On a fundamental level, it means that the U.S. will gain access to the International Space Station without having to rely on buying tickets aboard a Russian Soyuz spacecraft. Saving the U.S. $30 million per seat (SpaceX's relatively low price of $56 million per seat compared to the $86 million per seat aboard the Soyuz spacecraft). It also means the beginning of a new era for the commercial space industry – one in which private companies and individuals buying tickets for passenger trips to space is closer to reality.
With this mission, SpaceX will complete the final step required by NASA to human-rate its Falcon 9 and Crew Dragon spacecraft, which means it can begin operationally transporting people from Earth essentially as soon as this mission concludes (Crew Dragon still has to rendezvous with the space station, and make its way back to Earth with astronauts on board).
SpaceX has already signed an agreement with Space Adventures, a private space tourism booking company that has previously worked with Roscosmos on sending private astronauts to orbit. SpaceX wants to start sending up paying tourists on orbital flights (without any ISS stops) starting as early as next year aboard Crew Dragon. The capsule supports up to seven passengers per flight, though only four seats will ever be used for official NASA crew delivery missions for the space station. SpaceX hasn’t released pricing on private trips aboard the aircraft, but a Falcon 9 launch (without a human-rated capsule) costs around $60 million.
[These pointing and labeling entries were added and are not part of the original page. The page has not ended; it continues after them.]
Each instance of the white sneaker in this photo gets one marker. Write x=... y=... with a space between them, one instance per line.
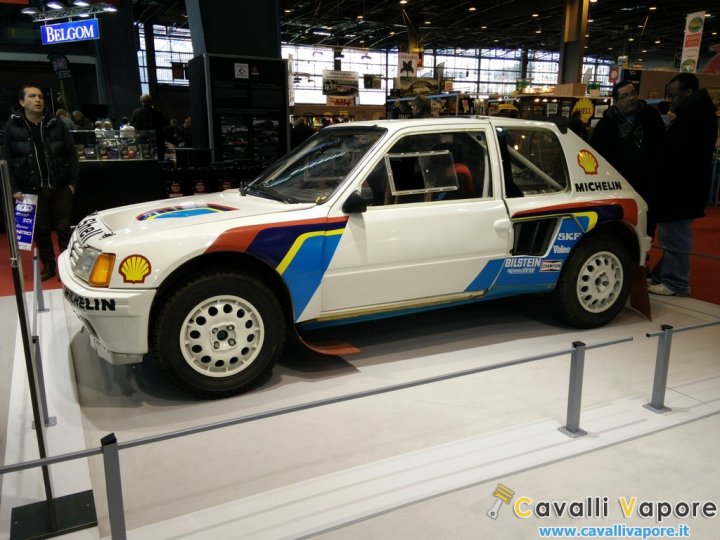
x=663 y=290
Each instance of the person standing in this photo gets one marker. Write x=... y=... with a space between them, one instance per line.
x=300 y=132
x=42 y=160
x=147 y=117
x=421 y=107
x=630 y=136
x=686 y=171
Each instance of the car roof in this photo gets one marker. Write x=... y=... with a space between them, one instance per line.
x=453 y=121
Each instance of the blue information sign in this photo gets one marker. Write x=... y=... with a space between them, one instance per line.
x=70 y=31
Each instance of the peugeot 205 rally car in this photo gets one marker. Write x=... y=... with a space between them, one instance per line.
x=363 y=220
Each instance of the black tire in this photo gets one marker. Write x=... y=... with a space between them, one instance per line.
x=219 y=334
x=594 y=284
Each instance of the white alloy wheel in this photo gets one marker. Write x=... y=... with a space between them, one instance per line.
x=222 y=336
x=600 y=282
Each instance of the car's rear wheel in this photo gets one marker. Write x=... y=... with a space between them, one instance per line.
x=594 y=284
x=219 y=334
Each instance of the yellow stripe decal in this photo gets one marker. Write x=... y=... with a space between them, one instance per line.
x=299 y=241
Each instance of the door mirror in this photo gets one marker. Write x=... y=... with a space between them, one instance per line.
x=354 y=204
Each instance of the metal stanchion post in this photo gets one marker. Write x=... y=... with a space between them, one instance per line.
x=662 y=363
x=113 y=487
x=577 y=366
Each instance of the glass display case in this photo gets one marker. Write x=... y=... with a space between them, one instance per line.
x=115 y=145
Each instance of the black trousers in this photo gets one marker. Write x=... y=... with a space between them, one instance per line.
x=53 y=213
SpaceX was founded in 2002 by Elon Musk with the goal of revolutionizing space technology and reducing space transportation costs to enable the colonization of Mars and further explore space. SpaceX has developed several launch vehicles as well as the Cargo Dragon and Crew Dragon spacecrafts.
In preparation for the Demo-2 launch, SpaceX completed a number of major benchmarks for NASA’s Commercial Crew Program. In March 2019, SpaceX completed Crew Dragon’s first demonstration mission to and from the International Space Station—an end-to-end test flight of Crew Dragon without astronauts onboard—making Crew Dragon the first American spacecraft to autonomously dock with the International Space Station and safely return to Earth.
SpaceX has gained worldwide attention for a series of historic milestones. It is the only private company capable of returning a spacecraft from low-Earth orbit. While most rockets are designed to burn up on reentry, SpaceX rockets can not only withstand reentry but can also successfully land back on Earth and refly again. In 2012 the Cargo Dragon spacecraft became the first commercial spacecraft to deliver cargo to and from the International Space Station.
Today's launch marked the first human spaceflight from U.S. soil with NASA astronauts on an American rocket and spacecraft since 2011. SpaceX is returning human spaceflight to the United States with one of the safest, most advanced systems ever built, and NASA’s Commercial Crew Program is a turning point for America’s future in space exploration that lays the groundwork for future missions to the Moon, Mars, and beyond.